Novak Djokovic sees little hope of linespeople surviving in the brave new world of post-COVID tennis.
The No. 1 has spelled out his belief that the end could be near for human ball-spotters as tennis works to cut down on personal contact amid the worldwide pandemic.
“With all my respect for the tradition and culture we have in this sport, when it comes to people on the court during a game, including the lines, I really don’t see a reason why all tournaments don’t do like Cincinnati/New York – played last August-September with electronic line-calling only – with the advanced technology we have,” the Serb said.
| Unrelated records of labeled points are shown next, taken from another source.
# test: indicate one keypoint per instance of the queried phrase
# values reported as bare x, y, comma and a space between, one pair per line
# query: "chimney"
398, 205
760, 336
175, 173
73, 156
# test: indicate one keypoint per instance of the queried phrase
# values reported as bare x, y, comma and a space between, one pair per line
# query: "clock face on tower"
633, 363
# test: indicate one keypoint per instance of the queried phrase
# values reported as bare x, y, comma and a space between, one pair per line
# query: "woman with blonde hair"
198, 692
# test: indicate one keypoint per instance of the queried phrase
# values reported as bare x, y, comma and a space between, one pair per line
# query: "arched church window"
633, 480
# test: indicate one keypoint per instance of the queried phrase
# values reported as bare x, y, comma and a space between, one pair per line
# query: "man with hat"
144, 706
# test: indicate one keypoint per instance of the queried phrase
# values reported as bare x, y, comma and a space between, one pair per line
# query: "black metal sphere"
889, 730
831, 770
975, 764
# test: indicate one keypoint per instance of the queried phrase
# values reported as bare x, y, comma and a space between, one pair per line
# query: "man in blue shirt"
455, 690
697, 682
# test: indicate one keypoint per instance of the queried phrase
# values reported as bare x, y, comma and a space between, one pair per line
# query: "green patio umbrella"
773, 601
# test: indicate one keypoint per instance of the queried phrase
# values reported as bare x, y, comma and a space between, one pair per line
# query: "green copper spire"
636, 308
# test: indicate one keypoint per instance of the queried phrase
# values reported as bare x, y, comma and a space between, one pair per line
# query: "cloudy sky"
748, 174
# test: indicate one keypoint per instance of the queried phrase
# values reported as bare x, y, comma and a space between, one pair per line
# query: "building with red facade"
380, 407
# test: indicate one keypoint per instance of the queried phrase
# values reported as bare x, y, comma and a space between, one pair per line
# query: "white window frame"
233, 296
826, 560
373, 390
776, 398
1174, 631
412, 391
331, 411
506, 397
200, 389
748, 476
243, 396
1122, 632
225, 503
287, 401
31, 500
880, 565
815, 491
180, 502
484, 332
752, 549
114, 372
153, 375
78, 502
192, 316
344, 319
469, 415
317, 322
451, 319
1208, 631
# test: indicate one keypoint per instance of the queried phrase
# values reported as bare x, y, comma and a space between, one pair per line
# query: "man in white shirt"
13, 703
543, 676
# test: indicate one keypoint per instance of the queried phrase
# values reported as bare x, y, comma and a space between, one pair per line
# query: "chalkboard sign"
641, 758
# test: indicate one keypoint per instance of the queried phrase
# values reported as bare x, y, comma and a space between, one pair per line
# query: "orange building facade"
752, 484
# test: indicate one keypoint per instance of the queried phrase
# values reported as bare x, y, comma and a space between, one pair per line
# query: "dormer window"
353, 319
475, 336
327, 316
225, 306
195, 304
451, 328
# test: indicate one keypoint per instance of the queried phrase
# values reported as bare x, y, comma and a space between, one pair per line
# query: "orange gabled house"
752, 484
The vise is slowly tightening on the sideline monarchs of the sport, whose job is slowly being taken over by computerisation and instant replay in especially dodgy and/or controversial situations.
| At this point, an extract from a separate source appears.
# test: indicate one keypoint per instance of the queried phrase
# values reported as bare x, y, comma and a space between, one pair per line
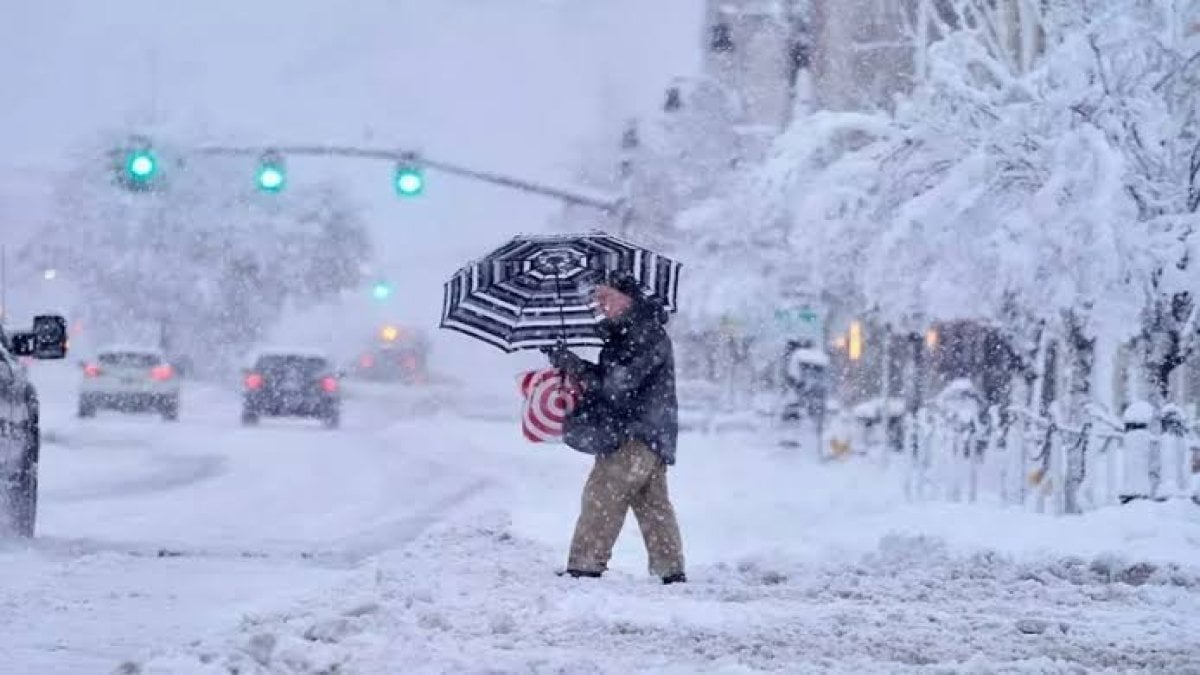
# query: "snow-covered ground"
418, 539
Since it was released on the tennis world in March, 2006 at the Miami Masters, British-developed Hawk-eye has become the world standard for the all-seeing electronic decision-making device
And it is something that players are well accustomed to.
“Without linesmen we will have less risk of doing what I did in New York,” Djokovic, who was DQ’d after accidently sending a ball into a lineswoman in a moment of anger,” said.
“It’s so advanced right now that there is absolutely no reason why you should keep the linesmen on the court.
“Of course, I understand that technology is expensive, so it is an economic issue. But we are all moving towards that, and sooner or later there is no reason to keep the linesmen. “
Djokovic is joined in the progressive camp by TV talking head Patrick McEnroe:
“At the highest level of professional tennis, we will probably see fewer and fewer linesmen. Not all smaller events can afford to have the hawk-eye system, which is quite expensive.
“Right now in the trying to limit the number of people, it doesn’t make sense to have linesmen because that’s just a lot of extra people that you don’t need. The Hawk-Eye system works really well,” the American said.